Here are the French seams.
First you have to sew the pieces together, wrong sides together, with a seam allowance of about 1/4 inch. Then you trim the raw edges down to less than 1/4 inch. Then you iron the seam and fold the pieces with the right sides together, encasing the raw edges.
Then you sew the seam again, at about 3/8 of an inch, so you get the full 5/8 seam allowance, with the right sides together, so you end up with the raw edges enclosed in the seam itself.
Here's what it looks like, finished and pressed, from the right and the wrong sides.
The bodice is gathered where it meets the midriff and from what I learned with the prom dresses, I now gather by hand. I simply sew a long, running stitch along the gather line and it is just easier to gather up than a machine sewn line.
The bodice also gathers into the yokes that form the shoulders. This is the back, which has a Vee where the yokes meet the gathered part of the bodice. I've got one of the yokes up and one down, just to show the construction a bit.
I am also noticing that I am going to have to be a lot more picky when I make the real gala dress. I put the ruler in the photo because the stitching line is supposed to be 5/8 inch (1.5 cm) from the end of this point on the yoke and from each edge and I am out of alignment. I think I will have to make accurate tailor tacks on the real dress, to ensure that the dots all line up.
This looks like a jumble of pieces (there are three) all coming together at one point.
Here is the bodice with the yokes coming together at the gathered parts from another angle. This time, I have got the yoke facings sew on as well, so now I have all sorts of pieces all converging.
I have sewn the yoke facings down by hand on the inside. This is what the bodice looks like, draping on the judy, from the back.
Here is the bodice from the front. It looks like the Vee in the front will be quite low. I am not sure if this will be too low.

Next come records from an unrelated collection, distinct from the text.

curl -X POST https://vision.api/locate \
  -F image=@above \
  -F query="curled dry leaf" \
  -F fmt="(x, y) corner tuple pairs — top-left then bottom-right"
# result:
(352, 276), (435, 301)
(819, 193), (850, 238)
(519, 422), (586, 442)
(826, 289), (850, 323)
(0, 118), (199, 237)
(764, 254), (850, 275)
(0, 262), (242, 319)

For this dress (muslin), should I wear it, I may have to put a triangle of fabric in the front, like a camisole - or just wear a camisole under it. I am now thinking of how I would alter the pattern to prevent this from happening when I make the real dress. I can't just hike it up at the shoulder seams because then the midriff will be too high. I want the seam line where the midriff meets the bodice to be right at the bra band line.